The ride into town took us through several small typical Basque villages, with very attractive old stone farmhouses. As we descended down the steep hill into the city, the stunning horseshoe shaped bay came into view. I am ashamed to confess that before yesterday I had never heard of San Sebastian, such is the dearth of my knowledge of the geography of Northern Spain. Our guide book (Lonely Planet) states ‘It is impossible to lay eyes on stunning San Sebastian and not fall madly in love’, and I am inclined to agree with them. Granted, we were seeing the city of a clear sunny day in winter, without the heaving summer crowds it is famed for, but I must say that both Howard and I were both really taken with the city.
We alighted at the cathedral, and then took a lovely stroll to the large sandy beach called La Concha. As we walked through the old town, we were struck by the beautiful architecture of elegant buildings with ornate wrought iron balconies looking out over the narrow streets. As we came to the waterfront, the tide was coming in, and there were several brave souls out in the bay swimming or paddle-boarding, just in their trunks, no wetsuits – the water must have been freezing. We walked past the Marina towards the old harbour wall, then backtracked along the promenade to the area where many locals were taking their morning exercise – walking, running and beach volleyball. Stopping at a pleasant restaurant /bar, we sat in the sunshine and enjoyed a coffee and plate of pintxo, the local variant of tapas, which in this case turned out to be a special way of presenting potato chips in a spicy sauce (yes, the phrasebook was still left in the boot!).
We continued round to the far side of the bay, known as Millionaire’s Row, where the most expensive holiday homes snake up the hillside. Heading back, we walked through some of the old city and came across a number of attractive tree lined squares, one built in commemoration of a battle in 1813 when the English and Portuguese teamed up to destroy large parts of the old city. But despite the history, we found the locals charming, and helpfully re-directed back across a bridge spanning the River Urumea (whick looked remarkably like Prague) to find the square where our bus departed from.
On return to the campsite, we sat outside in the sun with a cup of tea, but as the sun went down the temperature dropped rapidly. Down on the beach earlier in the day, a large thermometer had read 17 degrees, and now it felt nearer 2. We put Oscar’s windscreen cover on, and are now sitting indoors, while Howard cooks tea, and I type the blog, listening to Oliver’s Army by Elvis Costello (thanks again to Sandy – good choice!). Howard even seems to have discovered how to make a rather splendid garlic bread using our Ridge Monkey grill, as well as developing a taste for Basque beer.
Tomorrow we plan to head towards the Picos de Europa, the mountainous region named by explorers returning to Spain after long voyages abroad. The snow peaked mountains were one of the first sights they spied as they approached their homeland.

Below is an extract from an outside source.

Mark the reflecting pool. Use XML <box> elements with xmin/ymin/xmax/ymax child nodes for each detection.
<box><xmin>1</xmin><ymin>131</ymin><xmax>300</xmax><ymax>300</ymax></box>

One thought on “Day 19 San Sebastian Basque Country

  1. Loving the tales of your travels. Sounds like you are having an amazing adventure. The battle in 1813 was when the British, Portuguese and Some Spanish chased Napoleons French out of Spain at the end of the Peninsular War. Just so you know!

    When you cross the Picos you’re heading into Rioja country. Visit a place called La Guardia, as I recall it was like the set of an Errol Flynn movie, and I had amazing roast goat kid and a Rioja in a restaurant above the post office, looking at wonderful views. Maybe the Rioja made the memory better!